Transparentes todos y transparentados por la noche palparán las pieles ya sin color, no sin melanina, sino con el tono sombrío de los lemures. Verán la imagen de ustedes en el espejo del porvenir de la noche. En el colmo del sincretismo, beberán un submarino de ron en champagne. Saldrán de allí llenos de la música de Pierre Carré, un cantante-fantasma, rojo demonio de infernal encanto, que si fuera colombiano tocaría vallenatos en El Rodadero. Saldrán acariciados, como celajes entre el éxtasis y
el desbarate, felices de haber reído al mismo tiempo
en castellano y francés. Tomarán el primer metro (cinco y media de la mañana) y esta vez verán a esa pareja que alelada se ama.
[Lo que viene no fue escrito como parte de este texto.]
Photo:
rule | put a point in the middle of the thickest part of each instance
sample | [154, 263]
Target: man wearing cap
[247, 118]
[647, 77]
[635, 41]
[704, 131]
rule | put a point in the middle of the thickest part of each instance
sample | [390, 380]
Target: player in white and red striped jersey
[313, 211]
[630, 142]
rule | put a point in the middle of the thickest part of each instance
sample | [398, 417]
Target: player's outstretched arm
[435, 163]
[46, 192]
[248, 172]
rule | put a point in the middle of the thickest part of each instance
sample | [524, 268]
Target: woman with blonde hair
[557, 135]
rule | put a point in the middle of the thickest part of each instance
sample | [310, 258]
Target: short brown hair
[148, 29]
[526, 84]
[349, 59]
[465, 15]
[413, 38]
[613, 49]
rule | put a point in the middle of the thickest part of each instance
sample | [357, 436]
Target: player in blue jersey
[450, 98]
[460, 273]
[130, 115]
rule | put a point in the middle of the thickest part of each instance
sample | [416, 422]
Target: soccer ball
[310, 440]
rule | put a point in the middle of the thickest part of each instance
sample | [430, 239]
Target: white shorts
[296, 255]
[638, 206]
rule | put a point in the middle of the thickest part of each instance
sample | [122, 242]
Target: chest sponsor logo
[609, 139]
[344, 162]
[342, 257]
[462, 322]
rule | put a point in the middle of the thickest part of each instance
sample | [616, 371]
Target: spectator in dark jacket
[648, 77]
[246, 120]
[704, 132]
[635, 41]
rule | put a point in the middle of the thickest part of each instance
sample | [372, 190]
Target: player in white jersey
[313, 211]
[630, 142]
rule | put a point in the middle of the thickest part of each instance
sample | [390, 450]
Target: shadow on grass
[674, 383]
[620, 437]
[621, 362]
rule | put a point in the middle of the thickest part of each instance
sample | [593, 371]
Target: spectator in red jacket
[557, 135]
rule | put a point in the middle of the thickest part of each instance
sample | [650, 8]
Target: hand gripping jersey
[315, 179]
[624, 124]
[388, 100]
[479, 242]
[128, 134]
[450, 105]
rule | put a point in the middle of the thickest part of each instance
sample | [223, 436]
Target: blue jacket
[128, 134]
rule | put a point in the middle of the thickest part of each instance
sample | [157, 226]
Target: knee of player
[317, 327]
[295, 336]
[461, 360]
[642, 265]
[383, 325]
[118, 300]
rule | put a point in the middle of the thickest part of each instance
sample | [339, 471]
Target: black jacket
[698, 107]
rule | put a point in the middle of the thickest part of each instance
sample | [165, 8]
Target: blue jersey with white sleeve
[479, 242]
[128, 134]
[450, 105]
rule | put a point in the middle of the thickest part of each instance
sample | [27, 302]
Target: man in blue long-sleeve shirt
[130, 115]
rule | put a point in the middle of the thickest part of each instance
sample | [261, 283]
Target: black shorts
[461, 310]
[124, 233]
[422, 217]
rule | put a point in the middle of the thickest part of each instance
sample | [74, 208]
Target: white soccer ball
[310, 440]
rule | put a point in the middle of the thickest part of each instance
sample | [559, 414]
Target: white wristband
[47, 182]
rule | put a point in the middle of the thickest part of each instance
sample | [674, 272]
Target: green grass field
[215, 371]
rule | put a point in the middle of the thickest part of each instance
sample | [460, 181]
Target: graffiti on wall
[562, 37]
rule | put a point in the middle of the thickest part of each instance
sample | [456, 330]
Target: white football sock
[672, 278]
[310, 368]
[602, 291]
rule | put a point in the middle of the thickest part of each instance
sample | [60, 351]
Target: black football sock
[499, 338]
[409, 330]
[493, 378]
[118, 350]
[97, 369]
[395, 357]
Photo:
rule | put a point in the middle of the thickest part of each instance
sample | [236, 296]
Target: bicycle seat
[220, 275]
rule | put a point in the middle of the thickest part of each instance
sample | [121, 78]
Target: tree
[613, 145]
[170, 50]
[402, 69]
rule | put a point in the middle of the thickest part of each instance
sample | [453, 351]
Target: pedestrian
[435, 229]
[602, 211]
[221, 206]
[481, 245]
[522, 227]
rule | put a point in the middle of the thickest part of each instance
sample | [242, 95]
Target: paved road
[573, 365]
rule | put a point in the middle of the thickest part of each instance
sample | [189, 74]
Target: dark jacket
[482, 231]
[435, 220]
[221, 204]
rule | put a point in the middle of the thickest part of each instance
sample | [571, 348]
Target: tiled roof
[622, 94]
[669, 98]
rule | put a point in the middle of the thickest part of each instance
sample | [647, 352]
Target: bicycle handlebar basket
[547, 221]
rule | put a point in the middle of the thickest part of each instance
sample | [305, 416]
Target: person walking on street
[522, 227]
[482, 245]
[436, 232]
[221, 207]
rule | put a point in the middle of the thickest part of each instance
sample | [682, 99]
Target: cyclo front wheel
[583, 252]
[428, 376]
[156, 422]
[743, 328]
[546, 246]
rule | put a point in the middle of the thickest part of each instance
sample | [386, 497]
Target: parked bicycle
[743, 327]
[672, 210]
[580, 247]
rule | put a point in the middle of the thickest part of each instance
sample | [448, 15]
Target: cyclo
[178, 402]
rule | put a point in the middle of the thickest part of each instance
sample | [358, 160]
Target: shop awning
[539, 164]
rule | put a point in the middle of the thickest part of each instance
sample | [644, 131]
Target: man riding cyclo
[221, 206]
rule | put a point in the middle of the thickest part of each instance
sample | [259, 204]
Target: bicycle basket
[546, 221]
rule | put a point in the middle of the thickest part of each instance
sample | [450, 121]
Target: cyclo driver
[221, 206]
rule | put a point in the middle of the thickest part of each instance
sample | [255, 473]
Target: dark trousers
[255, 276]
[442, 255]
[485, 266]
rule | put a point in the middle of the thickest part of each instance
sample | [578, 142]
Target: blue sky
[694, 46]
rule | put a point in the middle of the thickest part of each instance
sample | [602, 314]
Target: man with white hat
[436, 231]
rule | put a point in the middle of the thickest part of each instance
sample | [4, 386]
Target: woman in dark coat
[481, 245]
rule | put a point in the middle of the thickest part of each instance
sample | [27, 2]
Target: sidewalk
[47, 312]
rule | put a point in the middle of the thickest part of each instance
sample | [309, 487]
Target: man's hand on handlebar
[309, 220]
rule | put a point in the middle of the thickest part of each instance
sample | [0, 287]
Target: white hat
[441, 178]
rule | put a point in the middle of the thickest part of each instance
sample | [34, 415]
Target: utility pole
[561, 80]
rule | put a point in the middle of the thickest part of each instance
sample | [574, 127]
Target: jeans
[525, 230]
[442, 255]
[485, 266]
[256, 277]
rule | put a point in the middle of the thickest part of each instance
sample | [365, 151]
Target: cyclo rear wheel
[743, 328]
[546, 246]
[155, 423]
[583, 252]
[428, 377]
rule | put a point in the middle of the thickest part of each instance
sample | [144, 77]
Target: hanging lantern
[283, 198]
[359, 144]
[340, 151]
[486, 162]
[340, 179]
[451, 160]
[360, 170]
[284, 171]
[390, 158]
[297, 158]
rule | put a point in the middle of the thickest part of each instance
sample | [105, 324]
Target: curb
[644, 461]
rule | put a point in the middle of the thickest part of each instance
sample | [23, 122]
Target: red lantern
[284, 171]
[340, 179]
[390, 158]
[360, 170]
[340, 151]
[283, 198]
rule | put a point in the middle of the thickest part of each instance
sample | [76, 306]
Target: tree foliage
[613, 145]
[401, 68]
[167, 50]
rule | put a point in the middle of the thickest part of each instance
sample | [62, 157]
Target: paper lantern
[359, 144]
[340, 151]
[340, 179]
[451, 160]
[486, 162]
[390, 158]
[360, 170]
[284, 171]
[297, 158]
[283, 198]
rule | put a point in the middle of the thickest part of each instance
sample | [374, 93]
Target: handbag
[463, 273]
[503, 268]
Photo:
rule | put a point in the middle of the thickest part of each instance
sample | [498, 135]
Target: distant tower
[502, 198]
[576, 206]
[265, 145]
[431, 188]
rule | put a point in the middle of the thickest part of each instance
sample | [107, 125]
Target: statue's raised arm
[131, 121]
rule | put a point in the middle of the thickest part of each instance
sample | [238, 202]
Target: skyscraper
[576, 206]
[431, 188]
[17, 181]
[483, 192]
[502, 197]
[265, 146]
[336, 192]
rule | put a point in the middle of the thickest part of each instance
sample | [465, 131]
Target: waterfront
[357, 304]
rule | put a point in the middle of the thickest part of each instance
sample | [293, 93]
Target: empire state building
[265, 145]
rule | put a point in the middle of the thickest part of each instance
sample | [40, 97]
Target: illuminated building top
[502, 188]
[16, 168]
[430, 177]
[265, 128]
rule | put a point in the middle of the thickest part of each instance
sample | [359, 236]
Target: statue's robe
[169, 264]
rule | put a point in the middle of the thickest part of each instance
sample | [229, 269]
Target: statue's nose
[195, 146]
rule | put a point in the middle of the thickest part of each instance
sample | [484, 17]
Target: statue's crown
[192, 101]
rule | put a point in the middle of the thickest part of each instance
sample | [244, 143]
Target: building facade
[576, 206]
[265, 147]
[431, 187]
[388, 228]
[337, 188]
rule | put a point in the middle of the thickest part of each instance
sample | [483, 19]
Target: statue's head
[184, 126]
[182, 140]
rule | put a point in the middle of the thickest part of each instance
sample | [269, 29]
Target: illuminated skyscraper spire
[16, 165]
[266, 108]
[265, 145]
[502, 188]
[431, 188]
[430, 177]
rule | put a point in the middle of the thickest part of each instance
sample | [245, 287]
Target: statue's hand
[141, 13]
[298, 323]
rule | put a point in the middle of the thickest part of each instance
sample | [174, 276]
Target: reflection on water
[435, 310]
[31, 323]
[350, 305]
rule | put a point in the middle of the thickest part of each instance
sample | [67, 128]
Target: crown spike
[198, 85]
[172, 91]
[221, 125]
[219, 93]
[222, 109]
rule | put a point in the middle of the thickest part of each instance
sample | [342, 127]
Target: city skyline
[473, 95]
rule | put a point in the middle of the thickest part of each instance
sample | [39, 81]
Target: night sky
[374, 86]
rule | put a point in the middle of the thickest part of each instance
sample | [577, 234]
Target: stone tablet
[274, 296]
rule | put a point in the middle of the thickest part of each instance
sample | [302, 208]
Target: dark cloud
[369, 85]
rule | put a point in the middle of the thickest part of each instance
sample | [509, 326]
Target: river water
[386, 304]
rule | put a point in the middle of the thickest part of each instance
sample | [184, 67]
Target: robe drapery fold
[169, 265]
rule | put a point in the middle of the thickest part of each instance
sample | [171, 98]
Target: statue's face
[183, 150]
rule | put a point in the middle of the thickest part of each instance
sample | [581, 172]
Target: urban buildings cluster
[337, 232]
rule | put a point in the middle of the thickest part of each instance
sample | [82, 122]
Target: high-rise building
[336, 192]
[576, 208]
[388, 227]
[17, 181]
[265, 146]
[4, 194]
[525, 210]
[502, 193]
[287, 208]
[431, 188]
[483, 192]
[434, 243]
Y luego otra que debate suave, pero dolorosamente su desentendimiento. De todos modos será la misma pareja, solo que habrán pasado los meses suficientes para que aparezca el desamor. Verán a ese hombre que se toca los zapatos para ver qué tan mojados están. Ella, en la silla al frente, verá lo que él hace, no lo mirará a la cara, pero también se tocará sus chanclas. ¡Habrán hablado! Y verán también los sueños que brincan estaciones, los de los proletarios inmigrantes. Esa gente que viene del trabajo con la piel oscura de fábricas. ¿Quién los espera en casa?
No habrán tenido tiempo de sentir el espíritu del cementerio de Père Lachaise ni de ver la gran escultura de la Convención en el Panteón, con la izquierda y la derecha, la burguesía y el pueblo y en el medio vivre ou mourir. Nadie les habrá dicho que tu n'est plus rien qu'un déjà vu, pero en ese metro sentirán que si la historia suda piedras y agua mineral, es agosto en París.
Al bajar del metro, de cualquier panadería saldrá ese sonido raro, como de cavas: es el canto que hace el pan horneado cuando se empieza a enfriar. Seguirán y verán las playas de París, y tratando de retomar la memoria refundida en la bacanal anterior creerán, como tantos, haber visto la otra noche los ojos rojos de varios caimanes en el Sena. Pero no, al terminar París, el día, la noche y la rumba, solo quedará el canto de un mirlo en el 22 de la calle Lecourbe.